遠藤航と長谷部誠に共通する強いメンタルと欧州で成功するためのスキル

  • text by Tsugane Ichiro
  • photo by Getty Images

福田正博 フットボール原論

■これから終盤戦に入っていく、ヨーロッパ各国リーグ。激しい順位争いが行なわれるなか、現在の日本人選手のプレーぶりはどうだろうか。活躍している選手は誰か。福田正博氏に解説してもらった。

 遠藤航(シュツットガルト)がブンデスリーガ第23節のシャルケ戦で、リーグ初ゴールとなった先制点を含む、2ゴール2アシストの大活躍を見せた。

シュツットガルトで大活躍中の遠藤航シュツットガルトで大活躍中の遠藤航 これによって攻撃面がクローズアップされる格好となったが、今シーズンのプレーを振り返れば格段の驚きはない。「あれくらいできるレベル」というのが正直な感想だ。

 今シーズンから初めてブンデスリーガ1部を戦っている遠藤だが、開幕当初からボランチとしてリーグでも指折りの評価を受けている。1対1のデュエルでの勝敗を示すスタッツで、リーグ最多の300回超えを記録。ボールを奪い、攻撃に転じる起点となる部分がフォーカスされてきた。

 しかし、遠藤が昨シーズンから大きく成長したのは、そのあとの動きにあると見ている。ゴール前へと攻め上がり、シュートシーンにも顔を出すようになったことだ。こうした動きは日本代表の試合でも発揮されている。

 ゴール前に押し込んだあと、相手にボールを奪われても、遠藤がバイタルエリア(ペナルティーエリア手前)付近で再びそのボールを回収することで、2次攻撃、3次攻撃が繰り出せるようになった。
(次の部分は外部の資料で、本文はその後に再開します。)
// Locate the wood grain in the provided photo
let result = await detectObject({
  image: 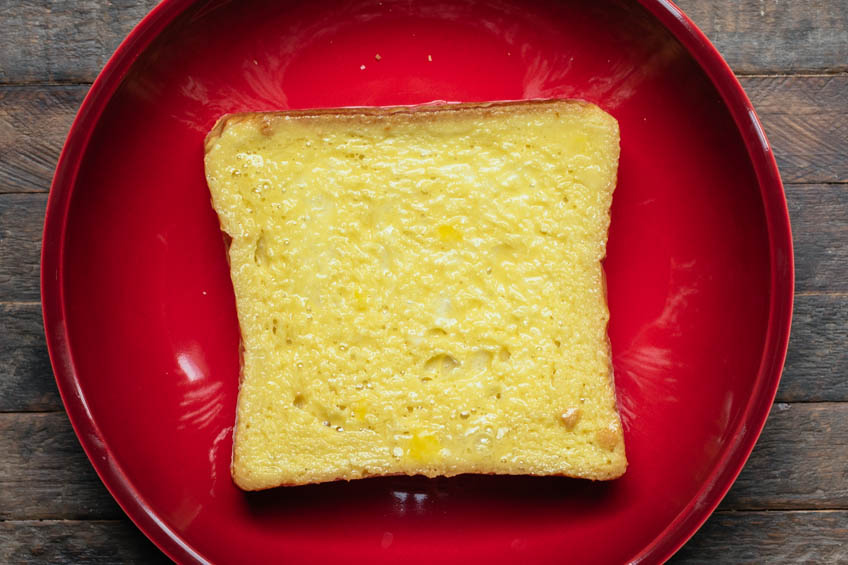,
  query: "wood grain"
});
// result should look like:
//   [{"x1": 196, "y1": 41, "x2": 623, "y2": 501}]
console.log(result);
[
  {"x1": 669, "y1": 510, "x2": 848, "y2": 565},
  {"x1": 0, "y1": 412, "x2": 123, "y2": 520},
  {"x1": 0, "y1": 303, "x2": 62, "y2": 412},
  {"x1": 0, "y1": 511, "x2": 848, "y2": 565},
  {"x1": 0, "y1": 520, "x2": 170, "y2": 565},
  {"x1": 676, "y1": 0, "x2": 848, "y2": 74},
  {"x1": 0, "y1": 0, "x2": 158, "y2": 83},
  {"x1": 740, "y1": 75, "x2": 848, "y2": 183},
  {"x1": 0, "y1": 75, "x2": 848, "y2": 193},
  {"x1": 0, "y1": 194, "x2": 47, "y2": 302},
  {"x1": 720, "y1": 402, "x2": 848, "y2": 510},
  {"x1": 786, "y1": 184, "x2": 848, "y2": 294},
  {"x1": 0, "y1": 0, "x2": 848, "y2": 83},
  {"x1": 0, "y1": 403, "x2": 848, "y2": 520},
  {"x1": 0, "y1": 85, "x2": 88, "y2": 192},
  {"x1": 777, "y1": 294, "x2": 848, "y2": 402}
]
 日本代表にとって遠藤の充実ぶりは大きい。これまでボランチの軸は柴崎岳が務めてきたが、これからは遠藤が中心に座るのではないかと予想する。守備力に秀でた遠藤を置き、そのパートナーには対戦相手に合わせて特長の異なる選手を使い分けていくのではないか。

 シュツットガルトは第23節終了時で10位。昇格1年目と考えればよくやっている。ただ、その中心選手である遠藤にはもう一段、二段高いレベルのチームでプレーしてもらいたいところだ。